The movie tanked. But when Mr. Forte was a guest on “Late Show With David Letterman” to promote the film, he was heartened to find that his old boss seemed to approve. “That was one of the most exciting things,” he said. “Dave loved ‘MacGruber.’” Now that it has something of a cult following, Mr. Forte said he is trying to put together a sequel.
Mr.
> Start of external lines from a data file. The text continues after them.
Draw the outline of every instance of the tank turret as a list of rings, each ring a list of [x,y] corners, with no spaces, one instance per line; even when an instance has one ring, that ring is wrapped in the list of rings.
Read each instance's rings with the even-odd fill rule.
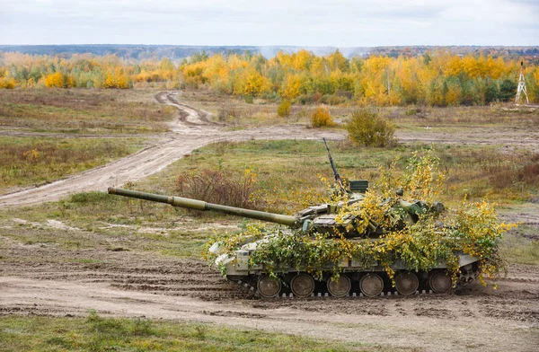
[[[416,268],[415,271],[411,269],[410,262],[406,261],[406,258],[392,258],[388,262],[380,261],[375,257],[356,257],[355,254],[344,256],[341,252],[331,257],[328,262],[324,262],[323,267],[319,268],[318,275],[313,275],[313,268],[309,266],[306,260],[296,260],[295,264],[290,262],[290,258],[279,257],[275,260],[272,260],[270,264],[261,264],[253,260],[257,253],[265,255],[264,249],[273,239],[284,239],[286,242],[287,239],[300,238],[299,242],[302,242],[303,240],[308,242],[312,239],[323,238],[326,243],[329,242],[330,247],[331,243],[341,242],[342,237],[349,239],[349,242],[352,244],[368,245],[384,242],[386,241],[387,233],[399,233],[401,230],[420,224],[418,222],[420,221],[422,215],[432,212],[436,213],[435,216],[437,216],[439,213],[445,211],[441,203],[405,201],[402,198],[402,191],[398,189],[393,198],[386,198],[381,204],[381,206],[391,205],[384,210],[384,216],[391,220],[385,222],[385,226],[388,227],[384,228],[373,220],[368,220],[366,224],[365,220],[358,215],[361,212],[357,210],[361,209],[362,203],[366,201],[368,181],[341,180],[329,148],[327,150],[335,176],[332,192],[334,195],[342,196],[341,201],[308,207],[294,215],[274,214],[119,188],[109,188],[109,193],[165,203],[172,207],[215,211],[287,226],[287,229],[268,229],[262,233],[262,237],[245,236],[242,238],[241,242],[236,243],[237,246],[234,246],[232,251],[225,249],[226,241],[217,240],[209,243],[211,245],[208,248],[208,259],[211,260],[212,264],[222,270],[227,279],[250,287],[252,291],[265,298],[283,295],[299,297],[330,295],[341,297],[376,296],[392,293],[407,295],[420,291],[446,293],[455,286],[455,277],[449,275],[447,268],[455,266],[458,267],[458,285],[475,279],[480,271],[480,259],[458,251],[454,251],[455,257],[452,261],[441,259],[429,264],[427,269]],[[349,208],[356,211],[347,213]],[[436,226],[433,226],[433,231],[438,231],[437,229],[444,225]],[[362,233],[359,233],[358,231]],[[238,234],[238,236],[242,235],[242,233]],[[282,248],[296,249],[294,245],[284,244],[283,247],[279,245],[276,252],[281,253]],[[314,252],[313,257],[319,257],[320,254]],[[390,277],[388,272],[392,272],[393,275]]]

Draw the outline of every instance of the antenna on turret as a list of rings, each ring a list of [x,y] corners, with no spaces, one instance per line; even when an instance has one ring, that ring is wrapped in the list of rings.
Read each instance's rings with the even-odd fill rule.
[[[330,157],[330,163],[331,164],[331,169],[333,169],[333,176],[335,176],[335,182],[337,182],[337,184],[339,184],[339,186],[340,186],[340,189],[344,190],[344,185],[342,184],[342,180],[340,179],[340,176],[339,176],[339,172],[337,172],[337,168],[335,167],[335,164],[333,163],[333,158],[331,158],[331,154],[330,153],[330,147],[328,146],[327,142],[325,141],[325,138],[322,138],[323,140],[323,144],[326,146],[326,150],[328,151],[328,156]]]
[[[515,98],[515,103],[517,104],[520,100],[520,93],[524,92],[526,96],[526,104],[530,103],[527,98],[527,92],[526,91],[526,82],[524,81],[524,61],[520,61],[520,76],[518,77],[518,88],[517,89],[517,98]]]

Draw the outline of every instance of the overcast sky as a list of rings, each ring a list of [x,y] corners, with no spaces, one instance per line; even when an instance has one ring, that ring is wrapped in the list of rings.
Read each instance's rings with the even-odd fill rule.
[[[0,0],[0,44],[539,45],[539,0]]]

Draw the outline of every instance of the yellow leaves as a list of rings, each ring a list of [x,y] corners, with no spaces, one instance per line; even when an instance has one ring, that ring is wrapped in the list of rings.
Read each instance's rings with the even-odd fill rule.
[[[260,96],[270,91],[270,81],[257,71],[247,74],[243,93],[251,96]]]
[[[45,76],[45,86],[48,88],[64,88],[64,75],[61,72],[57,71],[52,75]]]
[[[303,77],[300,75],[288,75],[281,87],[280,95],[287,99],[294,99],[301,94]]]

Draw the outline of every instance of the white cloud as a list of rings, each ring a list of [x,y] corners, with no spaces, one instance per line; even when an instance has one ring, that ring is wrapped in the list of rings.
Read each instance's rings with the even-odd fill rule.
[[[1,2],[0,44],[539,44],[534,0]]]

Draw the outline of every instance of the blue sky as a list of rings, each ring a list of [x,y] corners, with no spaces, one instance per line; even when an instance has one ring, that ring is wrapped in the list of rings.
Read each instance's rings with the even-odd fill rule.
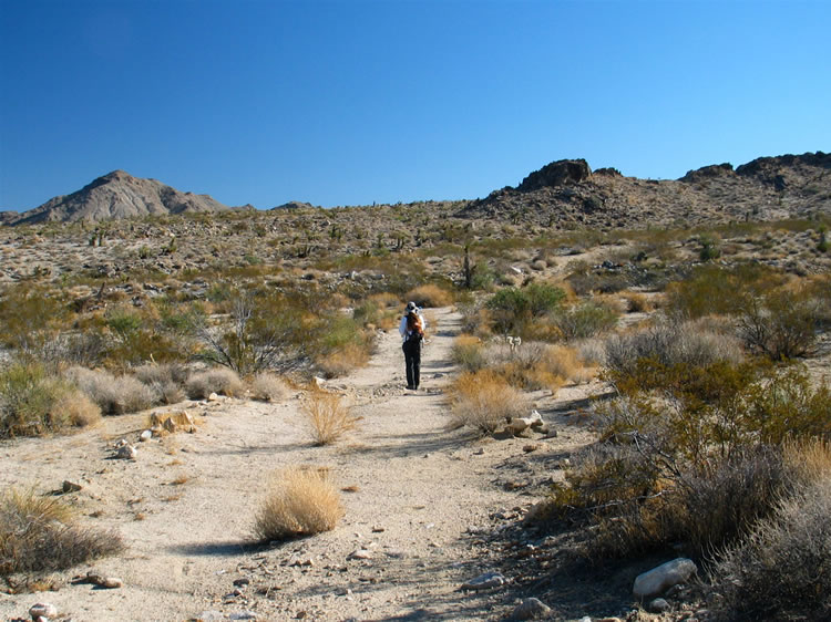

Forte left “Saturday Night Live” in 2010. “I was proud of the stuff I did there, but there was no reason for me to think that I would ever have a major acting career,” he said. “I left thinking, ‘If nothing happens, I’ll just go back to writing.’”
His agents persuaded him to send an audition tape to the director Alexander Payne, who asked to see him in person and gave him a prime role in “Nebraska.” Critics noticed he was more than a clown. “I got very lucky,” Mr. Forte said.
Around that time, the actor Val Kilmer, who played the villain in “MacGruber,” asked Mr. Forte if he could stay at his house while he looked for a new place. Soon, his assistant showed up, carrying two large duffel bags filled with books. Mr. Forte and Mr. Kilmer ended up being roommates for two months.
“I can’t say enough good things about Val,” Mr. Forte said. “He is a delight. I’d come home and think nobody was home, because it was completely dark. Then I would see a little light coming out of his bedroom, and he’d be reading with a little miner’s lamp on his head.”
In 2013, Mr. Forte and the writing duo Phil Lord and Christopher Miller, who made “The Lego Movie,” got serious about “The Last Man on Earth.” The premise was not the usual sitcom fare: In the first episode, the protagonist seems to be the lone survivor of a pandemic.
He goes feral. He uses a swimming pool as a toilet and bathes in tequila. When he finally meets up with other survivors, he has trouble reconciling himself to civilized life.
Mr. Forte resisted the suggestion that “The Last Man on Earth” suits the current sociopolitical climate, which seems to have doomsday in the air. “We’re just making a comedy show,” he said.
As if to avoid additional questions on the show’s themes, he grabbed the microphone and started singing “Help Me” by Joni Mitchell. It lay beyond his vocal range, but he fought gamely to the end.